- Born: Steven Gray 11 July 1965 Hamilton, New Zealand
- Occupations: Television host and blogger
- Notable credit(s): Good Morning, bFM
- Website: therealstevegray.com

= Steve Gray (TV presenter) =

New Zealand television presenter (born 1965)

Steven "Steve" Gray (born 11 July 1965) is a New Zealand blogger and broadcaster, best known as the former host and film reviewer of the weekday New Zealand morning television show, Good Morning. Before becoming a co-host, Gray was its long-serving film and DVD reviewer and gossip columnist.

Gray was raised in Hamilton, New Zealand. He worked as a barman, actor, fence builder, painter, singing telegram, drag performer and nanny before branching into film and media. He began his career reviewing film and video on student radio station bFM in 1996, and began appearing on television the following year. Steven is best known for his knowledge of musical theatre and American television series.

In December 2009, Television New Zealand decided to not renew his contract for his presenter role on Good Morning. No specific reason was given for this, but Gray later speculated it may have been due to his sexuality.
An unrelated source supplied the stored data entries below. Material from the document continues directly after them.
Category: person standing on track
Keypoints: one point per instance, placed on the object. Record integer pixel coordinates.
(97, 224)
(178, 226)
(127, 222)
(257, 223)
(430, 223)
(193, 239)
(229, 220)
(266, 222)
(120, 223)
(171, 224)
Gray's final episode of Good Morning was Friday 11 December 2009.

In April 2010 Gray launched showbiz news and social commentary blog The Real Steve Gray, which has become one of the most popular New Zealand blogs.

In a January 2013 interview with Fairfax NZ, Gray claimed to have slept with a former All Black, sparking international interest from both gay and rugby media.

In 2013 Gray joined the New Zealand cinema podcast Cinematica as part of the film review panel.